Служба в потешных войсках ХХ века - Анатолий Отян 18 стр.


Родом из Воронежа, среднего роста, белокурый, очень похожий на поэта Есенина, общителен, он и причёску носил такую же. Юра немного брынькал на гитаре, пытался подражать Вертинскому, исполняя его песню "В парижских ресторанах, кафе и балаганах". Хотя Анатолий с Козловым были разными людьми, но на протяжении двух лет сблизились больше чем с другими ребятами, но это необходимо объяснить. Имея больше всех прыжков, и неся службу в строевой части миномётчиком, он относился ко всем кто хуже него прыгал и к ребятам-первогодкам несколько чванливо и иногда даже брезгливо, что многих, естественно, раздражало и вносило в команду диссонанс. Особенно у Козлова проявлялась неприязнь к здоровенному парню из Москвы Виктору Шапкину, который не признавал Козлова за главенствующую личность и между ними вспыхивали конфликты. Анатолий всё время стоял между Козловым и салагами, охраняя, их друг от друга и сохраняя нормальную атмосферу. Надо сказать, что ему это не всегда удавалось, но на соревнованиях все были подчинены общей цели и препятствие в виде неприязни Козлова и салаг преодолевали.

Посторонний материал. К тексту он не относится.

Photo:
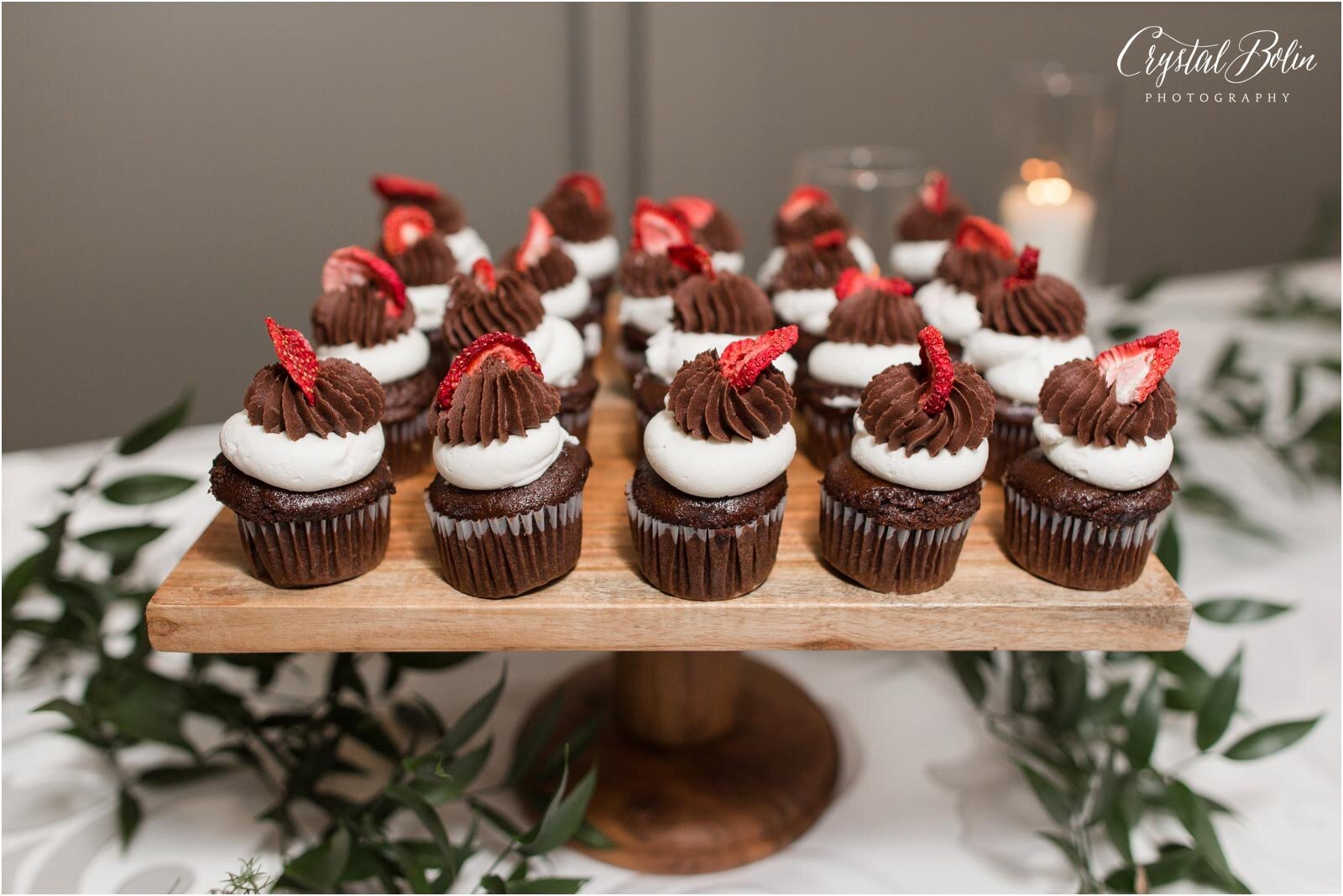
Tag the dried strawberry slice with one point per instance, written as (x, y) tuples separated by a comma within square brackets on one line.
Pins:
[(743, 361), (505, 346), (406, 226), (937, 362), (696, 208), (802, 199), (980, 235), (693, 259), (295, 354), (356, 266), (586, 184), (396, 188), (1135, 367), (537, 240)]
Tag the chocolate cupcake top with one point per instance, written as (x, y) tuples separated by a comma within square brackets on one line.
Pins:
[(933, 215)]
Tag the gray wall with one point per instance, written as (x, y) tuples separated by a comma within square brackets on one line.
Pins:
[(175, 174)]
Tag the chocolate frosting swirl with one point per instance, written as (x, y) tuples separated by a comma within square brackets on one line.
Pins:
[(1078, 400), (492, 403), (729, 304), (551, 271), (644, 275), (574, 219), (876, 317), (515, 306), (806, 267), (705, 405), (1043, 306), (348, 400), (358, 314), (426, 263), (971, 271), (891, 414)]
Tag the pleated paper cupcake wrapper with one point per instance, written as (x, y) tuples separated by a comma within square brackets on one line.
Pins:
[(705, 564), (409, 445), (1006, 443), (508, 555), (886, 558), (1074, 551), (317, 551)]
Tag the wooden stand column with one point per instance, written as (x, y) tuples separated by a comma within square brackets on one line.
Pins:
[(707, 761)]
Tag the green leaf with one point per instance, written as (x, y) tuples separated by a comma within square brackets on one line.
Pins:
[(1217, 708), (1269, 739), (151, 431), (147, 488), (1229, 611)]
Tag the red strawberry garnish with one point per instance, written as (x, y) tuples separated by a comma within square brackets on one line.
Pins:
[(356, 266), (743, 361), (693, 259), (295, 354), (937, 362), (505, 346), (696, 208), (406, 226), (396, 188), (802, 199), (483, 273), (537, 240), (980, 235), (588, 184), (933, 192), (658, 227), (1135, 367)]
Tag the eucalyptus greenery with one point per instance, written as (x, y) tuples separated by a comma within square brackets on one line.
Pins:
[(425, 762)]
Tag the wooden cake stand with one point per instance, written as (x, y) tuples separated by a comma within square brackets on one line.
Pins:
[(708, 759)]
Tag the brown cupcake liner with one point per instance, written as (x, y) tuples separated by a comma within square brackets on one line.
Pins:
[(886, 558), (508, 555), (705, 564), (317, 551), (1074, 551)]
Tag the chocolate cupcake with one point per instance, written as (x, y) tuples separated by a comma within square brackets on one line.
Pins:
[(507, 506), (707, 501), (873, 326), (713, 230), (544, 263), (411, 246), (709, 310), (807, 214), (1084, 508), (577, 208), (510, 304), (449, 217), (648, 278), (302, 468), (896, 508), (1032, 322), (363, 315), (803, 287), (980, 253), (924, 230)]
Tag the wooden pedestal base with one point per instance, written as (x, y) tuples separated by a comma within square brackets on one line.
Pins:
[(707, 761)]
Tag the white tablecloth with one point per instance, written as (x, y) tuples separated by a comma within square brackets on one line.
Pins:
[(927, 801)]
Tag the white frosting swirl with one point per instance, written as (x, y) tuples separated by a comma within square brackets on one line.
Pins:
[(1118, 468), (715, 468), (595, 259), (387, 361), (953, 311), (503, 464), (943, 471), (853, 364), (306, 464)]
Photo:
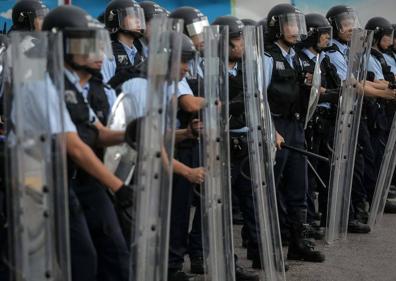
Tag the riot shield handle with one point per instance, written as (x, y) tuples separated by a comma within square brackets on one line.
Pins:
[(306, 153)]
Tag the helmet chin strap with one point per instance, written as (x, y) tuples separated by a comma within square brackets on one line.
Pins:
[(288, 44), (78, 67), (135, 34)]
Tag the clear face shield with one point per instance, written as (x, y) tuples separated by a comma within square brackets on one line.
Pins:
[(88, 46), (346, 22), (195, 32), (293, 27), (325, 36), (132, 19), (36, 19), (387, 38)]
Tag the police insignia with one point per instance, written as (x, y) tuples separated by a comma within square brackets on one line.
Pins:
[(70, 97), (280, 65)]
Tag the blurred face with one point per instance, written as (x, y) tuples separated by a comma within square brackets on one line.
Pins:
[(38, 23), (198, 42), (394, 44), (84, 60), (386, 42), (345, 30), (290, 32), (324, 40), (147, 32), (184, 68), (131, 23), (236, 48)]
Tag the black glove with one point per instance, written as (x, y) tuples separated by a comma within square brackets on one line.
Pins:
[(131, 132), (124, 196), (123, 203)]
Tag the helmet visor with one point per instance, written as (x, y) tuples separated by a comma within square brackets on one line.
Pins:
[(325, 36), (347, 21), (92, 44), (132, 19), (41, 12), (293, 25), (197, 27)]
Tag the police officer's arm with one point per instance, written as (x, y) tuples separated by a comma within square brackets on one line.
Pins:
[(193, 175), (378, 90), (191, 103), (109, 137), (84, 157)]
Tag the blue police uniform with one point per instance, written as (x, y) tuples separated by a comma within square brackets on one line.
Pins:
[(363, 179), (98, 247), (391, 61), (292, 201), (183, 196)]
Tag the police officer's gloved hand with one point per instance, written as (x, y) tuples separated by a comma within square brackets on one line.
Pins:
[(123, 203), (132, 131), (124, 197)]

Ещё в команду включили одного неплохого парашютиста из Рязанского полка, имеющего значительное количество прыжков, Анатолия Звягинцева.

Родом из Курска, до службы в тульской дивизии Звягинцев служил в Черновицкой десантной дивизии, которую, как и Кировоградскую расформировали после венгерских событий 1956 года. Все кроме Анатолия, Звягинцева называли Звонок, а у Анатолия с ним отношения не сложились. Они являлись антиподами по характерам, и недолюбливали меня друг друга.

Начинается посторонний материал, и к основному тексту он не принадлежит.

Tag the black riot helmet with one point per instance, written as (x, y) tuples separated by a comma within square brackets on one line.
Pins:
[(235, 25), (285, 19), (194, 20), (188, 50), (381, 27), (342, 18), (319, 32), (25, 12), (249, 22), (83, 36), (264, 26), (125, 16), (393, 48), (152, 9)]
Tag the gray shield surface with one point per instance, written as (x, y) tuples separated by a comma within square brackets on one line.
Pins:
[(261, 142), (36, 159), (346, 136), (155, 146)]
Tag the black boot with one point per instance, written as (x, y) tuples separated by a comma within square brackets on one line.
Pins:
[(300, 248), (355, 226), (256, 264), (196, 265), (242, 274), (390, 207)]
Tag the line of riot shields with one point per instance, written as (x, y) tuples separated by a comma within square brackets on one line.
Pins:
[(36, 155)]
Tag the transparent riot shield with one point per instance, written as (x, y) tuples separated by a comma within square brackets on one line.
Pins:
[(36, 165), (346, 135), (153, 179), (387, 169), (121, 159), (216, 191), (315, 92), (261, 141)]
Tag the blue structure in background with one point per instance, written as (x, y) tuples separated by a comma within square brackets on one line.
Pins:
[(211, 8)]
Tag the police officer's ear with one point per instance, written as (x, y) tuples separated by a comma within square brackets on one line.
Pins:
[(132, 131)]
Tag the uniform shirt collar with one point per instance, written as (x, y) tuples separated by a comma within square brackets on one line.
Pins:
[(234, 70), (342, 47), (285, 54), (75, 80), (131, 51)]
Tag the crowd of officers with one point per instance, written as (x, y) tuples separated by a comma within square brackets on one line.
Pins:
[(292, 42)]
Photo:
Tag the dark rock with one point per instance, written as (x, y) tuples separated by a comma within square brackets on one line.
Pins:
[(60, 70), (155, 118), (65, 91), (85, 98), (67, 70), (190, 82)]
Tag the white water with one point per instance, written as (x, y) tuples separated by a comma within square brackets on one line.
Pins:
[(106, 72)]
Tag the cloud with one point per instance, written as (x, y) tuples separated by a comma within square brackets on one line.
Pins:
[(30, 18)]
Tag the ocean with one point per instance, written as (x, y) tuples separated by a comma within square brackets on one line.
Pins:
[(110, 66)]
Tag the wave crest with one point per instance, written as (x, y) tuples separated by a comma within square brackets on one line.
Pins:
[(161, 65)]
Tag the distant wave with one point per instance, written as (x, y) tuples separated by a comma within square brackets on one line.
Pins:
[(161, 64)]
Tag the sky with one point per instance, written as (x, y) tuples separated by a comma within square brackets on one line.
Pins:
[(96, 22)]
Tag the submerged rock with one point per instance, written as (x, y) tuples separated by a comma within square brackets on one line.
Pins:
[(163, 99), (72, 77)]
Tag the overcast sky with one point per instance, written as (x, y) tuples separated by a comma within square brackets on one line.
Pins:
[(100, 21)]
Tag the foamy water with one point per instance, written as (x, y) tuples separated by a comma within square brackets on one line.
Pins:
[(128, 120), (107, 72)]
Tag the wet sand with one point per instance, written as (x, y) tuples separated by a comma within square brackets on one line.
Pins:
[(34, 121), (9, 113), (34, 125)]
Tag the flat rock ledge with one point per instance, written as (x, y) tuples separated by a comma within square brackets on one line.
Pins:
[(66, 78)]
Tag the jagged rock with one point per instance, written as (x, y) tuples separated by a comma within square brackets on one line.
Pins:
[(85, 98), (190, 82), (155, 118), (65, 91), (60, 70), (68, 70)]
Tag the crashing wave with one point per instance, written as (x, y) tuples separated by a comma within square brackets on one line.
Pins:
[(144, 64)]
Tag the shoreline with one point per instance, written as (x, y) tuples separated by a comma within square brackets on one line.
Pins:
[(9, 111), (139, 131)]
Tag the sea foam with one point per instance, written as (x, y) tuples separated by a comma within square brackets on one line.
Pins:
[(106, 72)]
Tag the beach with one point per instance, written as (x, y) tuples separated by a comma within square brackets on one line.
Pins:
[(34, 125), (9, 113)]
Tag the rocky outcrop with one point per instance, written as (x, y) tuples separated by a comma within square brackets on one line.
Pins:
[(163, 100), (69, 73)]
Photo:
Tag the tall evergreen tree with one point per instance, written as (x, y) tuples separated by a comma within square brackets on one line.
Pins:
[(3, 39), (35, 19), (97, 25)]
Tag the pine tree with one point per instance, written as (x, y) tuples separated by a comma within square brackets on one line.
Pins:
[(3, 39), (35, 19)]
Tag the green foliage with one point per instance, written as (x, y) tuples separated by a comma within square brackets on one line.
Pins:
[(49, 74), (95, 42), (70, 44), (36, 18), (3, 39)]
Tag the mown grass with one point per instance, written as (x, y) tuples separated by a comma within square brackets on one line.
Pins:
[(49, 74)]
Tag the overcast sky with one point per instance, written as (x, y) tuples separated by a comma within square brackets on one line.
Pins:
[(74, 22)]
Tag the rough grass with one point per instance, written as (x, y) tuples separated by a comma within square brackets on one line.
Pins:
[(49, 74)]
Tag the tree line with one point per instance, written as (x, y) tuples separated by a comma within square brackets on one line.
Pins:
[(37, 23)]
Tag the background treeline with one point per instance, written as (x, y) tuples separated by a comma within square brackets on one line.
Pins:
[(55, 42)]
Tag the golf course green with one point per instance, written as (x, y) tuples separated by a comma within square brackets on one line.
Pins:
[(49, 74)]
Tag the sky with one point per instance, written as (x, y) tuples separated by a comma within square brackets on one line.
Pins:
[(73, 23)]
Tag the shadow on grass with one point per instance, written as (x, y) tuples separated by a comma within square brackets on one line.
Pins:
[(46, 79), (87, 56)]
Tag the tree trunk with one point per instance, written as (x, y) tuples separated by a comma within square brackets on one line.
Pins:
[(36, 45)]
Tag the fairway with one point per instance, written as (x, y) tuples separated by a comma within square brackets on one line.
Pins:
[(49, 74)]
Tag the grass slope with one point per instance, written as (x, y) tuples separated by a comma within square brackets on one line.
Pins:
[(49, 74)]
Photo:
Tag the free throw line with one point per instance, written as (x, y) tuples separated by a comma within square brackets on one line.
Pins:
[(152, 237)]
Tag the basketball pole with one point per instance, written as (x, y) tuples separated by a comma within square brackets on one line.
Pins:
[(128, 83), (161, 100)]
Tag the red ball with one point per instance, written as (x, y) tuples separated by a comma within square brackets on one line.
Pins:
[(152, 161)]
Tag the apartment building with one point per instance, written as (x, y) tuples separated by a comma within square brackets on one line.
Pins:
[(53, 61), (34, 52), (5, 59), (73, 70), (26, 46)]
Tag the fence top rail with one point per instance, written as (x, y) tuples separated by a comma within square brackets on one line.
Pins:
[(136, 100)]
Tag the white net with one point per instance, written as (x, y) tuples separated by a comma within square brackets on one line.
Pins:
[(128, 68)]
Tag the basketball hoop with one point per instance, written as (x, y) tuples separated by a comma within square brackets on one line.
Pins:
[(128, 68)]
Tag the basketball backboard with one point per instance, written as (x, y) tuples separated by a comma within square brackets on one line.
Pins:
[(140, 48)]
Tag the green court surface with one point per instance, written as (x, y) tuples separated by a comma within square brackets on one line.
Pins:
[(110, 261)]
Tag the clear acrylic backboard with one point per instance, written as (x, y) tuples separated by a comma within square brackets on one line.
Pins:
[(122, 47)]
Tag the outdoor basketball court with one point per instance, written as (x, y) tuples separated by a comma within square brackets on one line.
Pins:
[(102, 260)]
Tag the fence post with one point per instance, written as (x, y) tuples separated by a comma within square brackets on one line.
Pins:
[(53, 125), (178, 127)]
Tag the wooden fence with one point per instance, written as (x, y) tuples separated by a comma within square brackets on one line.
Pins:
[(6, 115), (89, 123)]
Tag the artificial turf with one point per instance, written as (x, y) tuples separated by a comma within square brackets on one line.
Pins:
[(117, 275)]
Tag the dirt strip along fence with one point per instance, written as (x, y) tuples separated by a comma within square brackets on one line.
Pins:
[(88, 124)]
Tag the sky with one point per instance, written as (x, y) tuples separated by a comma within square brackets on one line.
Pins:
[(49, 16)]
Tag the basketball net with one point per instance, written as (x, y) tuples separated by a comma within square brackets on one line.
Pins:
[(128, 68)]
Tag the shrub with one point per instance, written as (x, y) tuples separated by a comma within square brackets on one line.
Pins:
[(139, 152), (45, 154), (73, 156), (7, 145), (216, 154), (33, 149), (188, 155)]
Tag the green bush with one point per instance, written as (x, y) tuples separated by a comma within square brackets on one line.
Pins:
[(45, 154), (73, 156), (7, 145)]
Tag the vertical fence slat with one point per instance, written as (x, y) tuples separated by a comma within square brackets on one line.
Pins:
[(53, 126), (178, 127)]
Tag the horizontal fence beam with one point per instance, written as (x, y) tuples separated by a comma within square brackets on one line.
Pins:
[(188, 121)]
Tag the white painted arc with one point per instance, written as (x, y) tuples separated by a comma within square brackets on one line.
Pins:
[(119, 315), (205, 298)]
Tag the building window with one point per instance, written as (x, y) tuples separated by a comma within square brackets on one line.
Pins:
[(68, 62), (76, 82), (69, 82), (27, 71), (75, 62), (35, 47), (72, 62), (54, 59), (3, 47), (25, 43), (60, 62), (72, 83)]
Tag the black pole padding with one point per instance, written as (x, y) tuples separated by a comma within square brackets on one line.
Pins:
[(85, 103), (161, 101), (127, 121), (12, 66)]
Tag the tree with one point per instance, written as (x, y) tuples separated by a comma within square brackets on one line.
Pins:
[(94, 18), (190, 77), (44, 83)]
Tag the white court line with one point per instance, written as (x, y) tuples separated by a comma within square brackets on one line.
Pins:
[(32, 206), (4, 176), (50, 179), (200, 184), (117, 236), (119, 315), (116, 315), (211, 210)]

(Может я и сейчас несправедлив, но тогда он мне казался зазнайкой. Может моё мнение сложилось из-за того, что он пренебрежительно относился, как и Козлов, к салагам, может потому, что во рту у него была фикса, придавая его красивому, чуть вытянутому лицу блатное выражение, не знаю, но наша взаимная неприязнь сохранилась и после службы в армии Если перечислять всех участников повествования сразу, то они не запомнятся. Попробуем рассказать о них в ходе происходящих событий, а сам рассказ вести в настоящем времени. Авт.).

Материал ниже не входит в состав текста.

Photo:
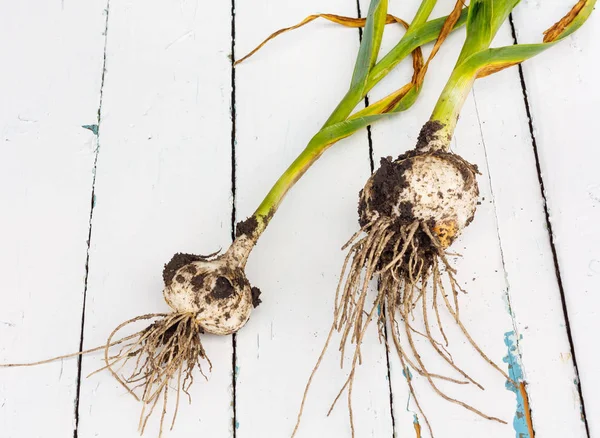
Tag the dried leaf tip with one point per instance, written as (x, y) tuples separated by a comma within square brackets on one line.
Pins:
[(553, 33)]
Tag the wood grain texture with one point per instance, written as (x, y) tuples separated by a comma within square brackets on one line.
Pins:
[(50, 86), (563, 95), (506, 262), (284, 95), (160, 168), (163, 186)]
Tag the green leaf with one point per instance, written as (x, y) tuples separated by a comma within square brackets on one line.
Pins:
[(485, 18), (490, 61), (371, 42)]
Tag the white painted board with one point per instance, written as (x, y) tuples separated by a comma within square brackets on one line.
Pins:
[(284, 95), (506, 259), (50, 86), (163, 184), (564, 96)]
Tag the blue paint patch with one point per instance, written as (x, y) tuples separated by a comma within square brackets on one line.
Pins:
[(93, 128), (515, 371)]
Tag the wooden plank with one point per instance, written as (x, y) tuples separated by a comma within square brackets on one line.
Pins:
[(163, 186), (50, 84), (563, 92), (505, 238), (284, 95)]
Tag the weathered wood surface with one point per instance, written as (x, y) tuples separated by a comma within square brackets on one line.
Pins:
[(178, 146)]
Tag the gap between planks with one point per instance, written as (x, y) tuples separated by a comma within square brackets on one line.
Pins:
[(89, 239)]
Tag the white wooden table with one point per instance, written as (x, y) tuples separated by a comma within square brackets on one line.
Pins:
[(178, 146)]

Полковник Щербаков приехал с Сапёрный батальон вместе с капитаном Арабиным, и поставил задачу перед участниками сборов:

– С сегодняшнего дня капитан Арабин является начальником сборов, прыгать будет вместе с вами, а Отян назначается, независимо от того, что он младше по званию чем Оршанский, старшим среди спортсменов и будет исполнять роль тренера. Так что с этой минуты все находятся в подчинении капитана Арабина, а в его отсутствие подчиняются Отяну.

Увольнительные записки или маршрутные листы выписывает Отян, а печать проставляют в штабе Сапёрного батальона. Прыжки начнём после первомайских праздников, а пока наземная подготовка. В увольнении не баловаться с выпивкой. Кто будет задержан патрулём за пьянку будет отчислен со сборов. Да, когда начнём парашютные прыжки, переведём вас питаться по пятой лётной норме. А жить будете в воздухоплавательном отряде в Хомяково. Всё ясно?

– Так точно.

– Вопросы есть?

– Никак нет.

– Ну, тогда до свидания.

– До свидания, товарищ полковник!

Щербаков и Арабин уехали.

Сапёрный батальон находится прямо на высоком, правом берегу Упы.

Упа река не широкая, всего метров тридцать. За стенами корпусов батальона растут деревья. Между деревьями и на ветках натянули и повесили подвесные парашютные системы и стали ежедневно по несколько часов тренироваться: выполнять сальто и восьмёрки в свободном падении, а также отрабатывать методику работы под куполом на точность приземления. Козлов и Звягинцев отнеслись к этому скептически, но, увидев, что Отян сам залазит в подвесную систему, стали тренироваться "насухо". Вскоре все убедились, что такие тренировки очень полезны, и они дали свои результаты.

В центре Тулы находится плавательный бассейн, и принадлежит он десантной дивизии. За командой закрепили два часа времени ежедневных тренировок в бассейне. Плавать, купаться в бассейне было удовольствием, но ещё тренировались выполнять фигуры в свободном падении.

Первое и второе мая – праздник. Строевые воинские части участвовали в параде, а сборная оформила увольнения и гуляла в городе.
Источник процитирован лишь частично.